3) Precisely because of the consequences of Carter's failure, Obama was the more daring in making his go/no-go decision. That's the case I argued last year, and nothing I've learned since then changes my view. As a college student, Obama had seen a marginally popular Democratic president come to ruin because he approved a helicopter-based secret mission into hostile Middle Eastern terrain. Obama went ahead with a helicopter-based secret mission into nominally "allied" territory, also with huge potential for trouble if things had gone wrong.

Of course, this doesn't matter to Romney and Republicans. As I said, they have created their narrative. And if they do one thing well, it's stick to the narrative they've decided on. What this thing is with Romney trying to say even the horrible Jimmy Carter would have done what Obama did with bin Laden is a rebuttal to Obama's chest-thumping. One man has asserted his dominance.
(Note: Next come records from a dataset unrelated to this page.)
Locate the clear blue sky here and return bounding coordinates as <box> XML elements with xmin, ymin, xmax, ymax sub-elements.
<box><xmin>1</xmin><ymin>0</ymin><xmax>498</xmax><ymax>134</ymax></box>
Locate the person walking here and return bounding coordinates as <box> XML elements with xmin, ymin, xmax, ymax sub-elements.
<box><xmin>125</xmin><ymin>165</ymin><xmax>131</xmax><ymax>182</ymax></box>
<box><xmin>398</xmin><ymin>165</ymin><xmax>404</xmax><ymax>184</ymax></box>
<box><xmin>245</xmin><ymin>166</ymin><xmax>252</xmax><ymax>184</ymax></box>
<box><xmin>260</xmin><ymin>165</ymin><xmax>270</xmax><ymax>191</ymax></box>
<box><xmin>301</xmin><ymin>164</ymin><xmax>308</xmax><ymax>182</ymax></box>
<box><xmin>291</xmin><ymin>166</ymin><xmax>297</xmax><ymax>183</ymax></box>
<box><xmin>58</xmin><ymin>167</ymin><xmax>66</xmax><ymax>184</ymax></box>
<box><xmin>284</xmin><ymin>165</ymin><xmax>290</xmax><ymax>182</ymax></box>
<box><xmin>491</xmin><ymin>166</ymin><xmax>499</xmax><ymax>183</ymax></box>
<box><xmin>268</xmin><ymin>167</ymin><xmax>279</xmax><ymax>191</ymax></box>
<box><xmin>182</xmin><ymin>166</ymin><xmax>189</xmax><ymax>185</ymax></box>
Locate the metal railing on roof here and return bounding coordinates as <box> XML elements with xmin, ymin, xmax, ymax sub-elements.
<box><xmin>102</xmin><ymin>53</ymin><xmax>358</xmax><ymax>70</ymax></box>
Now the other man, who is literally in a competition with him, has to try to assert his dominance right back or risk being seen as less of a man.

This is what our foreign policy discussion is, a pathetic and pseudo-masculine tit for tat that ignores the real issues. And it all goes back to this insecurity conservatives have about themselves and the nation and how they have been successful in making liberals insecure about themselves and the policies they should support. I was critical of Obama in yesterday's post because I want this to end. And I don't think it will if liberals adopt conservative tactics, both their rhetorical ones and their policies. We need to implement better policies and let the results speak for themselves, not do the rhetorical equivalent of putting a person's head on a spike in center of town square.